From the accelerometer, you can get a vector which points either up or down. You don't need "fusion" for this, but you do need to distinguish the gravitational acceleration from actual ( movement ) acceleration.

If you calculate the cross product of the up or down vector, and the magnetic field vector, this vector will always point horizontally, and either due east or west magnetic , regardless of the orientation of your device. You can then take the cross product of this vector with the up or down vector to determine the horizontal direction of due north or south. You don't need to determine the actual orientation of your device to do this.

Yeah, as I think about it, it actually makes sense - thanks. I know the magnetic vector is at some angle based on my distance from the north pole, just didn't put 2 and 2 together.

Yes, the top row in the chart is offset and scaled by a value obtained from Yury Petrov's ellipsoid fit method. It looks stretched out because matlab is scaling the axes weirdly.

The very simple vector based approach described by Pololu here Pololu - LSM303DLH 3D Compass and Accelerometer Carrier with Voltage Regulators works well with my DLH303 sensor, after careful calibration following the procedure described here: Sailboat Instruments: Improved magnetometer calibration (Part 1)

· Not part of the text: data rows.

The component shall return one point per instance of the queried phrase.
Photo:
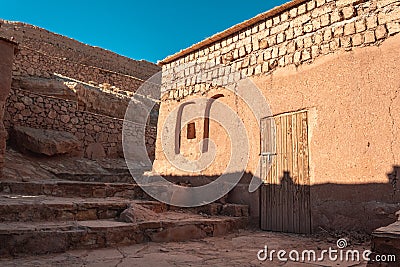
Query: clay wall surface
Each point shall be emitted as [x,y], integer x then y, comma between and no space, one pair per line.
[7,50]
[58,46]
[337,59]
[101,136]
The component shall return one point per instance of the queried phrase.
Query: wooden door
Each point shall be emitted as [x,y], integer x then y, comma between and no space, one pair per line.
[285,194]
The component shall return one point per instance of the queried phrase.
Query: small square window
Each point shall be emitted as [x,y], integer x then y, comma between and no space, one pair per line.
[191,132]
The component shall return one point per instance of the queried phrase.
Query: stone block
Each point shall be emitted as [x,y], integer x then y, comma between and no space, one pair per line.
[47,142]
[348,12]
[357,39]
[380,32]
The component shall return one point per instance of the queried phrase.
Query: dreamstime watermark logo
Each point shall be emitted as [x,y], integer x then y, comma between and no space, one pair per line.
[211,109]
[340,253]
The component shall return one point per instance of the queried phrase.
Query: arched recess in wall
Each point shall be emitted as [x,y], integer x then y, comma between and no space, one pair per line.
[178,127]
[206,133]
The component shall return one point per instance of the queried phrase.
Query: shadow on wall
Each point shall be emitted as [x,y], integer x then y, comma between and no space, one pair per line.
[290,207]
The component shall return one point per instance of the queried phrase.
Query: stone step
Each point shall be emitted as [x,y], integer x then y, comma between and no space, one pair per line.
[63,188]
[18,208]
[32,238]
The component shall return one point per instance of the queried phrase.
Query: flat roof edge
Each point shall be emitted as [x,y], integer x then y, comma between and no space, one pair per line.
[234,29]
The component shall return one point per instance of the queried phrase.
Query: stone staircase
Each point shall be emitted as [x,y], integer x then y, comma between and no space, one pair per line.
[56,215]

Probably the best overview of tilt compensation in general is this application note from Freescale http://cache.freescale.com/files/sensors/doc/app_note/AN4248.pdf

If you calculate the cross product of the up or down vector, and the magnetic field vector, this vector will always point horizontally, and either due east or west magnetic , regardless of the orientation of your device.

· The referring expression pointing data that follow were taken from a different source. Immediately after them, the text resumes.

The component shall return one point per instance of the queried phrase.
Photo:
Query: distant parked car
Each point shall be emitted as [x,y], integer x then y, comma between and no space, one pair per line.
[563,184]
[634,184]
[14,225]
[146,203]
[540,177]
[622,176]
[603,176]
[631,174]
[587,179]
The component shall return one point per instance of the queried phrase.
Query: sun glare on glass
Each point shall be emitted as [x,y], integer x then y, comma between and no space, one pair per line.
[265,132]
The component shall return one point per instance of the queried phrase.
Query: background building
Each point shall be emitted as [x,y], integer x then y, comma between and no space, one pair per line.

This method won't work at the locations where the magnetic field vector points straight up or down. The vector cross product will be zero. That's either the north magnetic pole or the north geomagnetic pole - I forget which. They are both in artic canada and I have no plans to take my robots there.

If you want to be pedantic, no compass is useful in a location where the magnetic field is perpendicular to the Earth's surface. But you would most likely know where you are.

i think if my 3' sail boat is at a spot where the magnetic field is parallel to G, i've got bigger issues to worry about :slight_smile:

I hear that at the North geomagnetic pole, in the summer the mosquitoes are truly awful.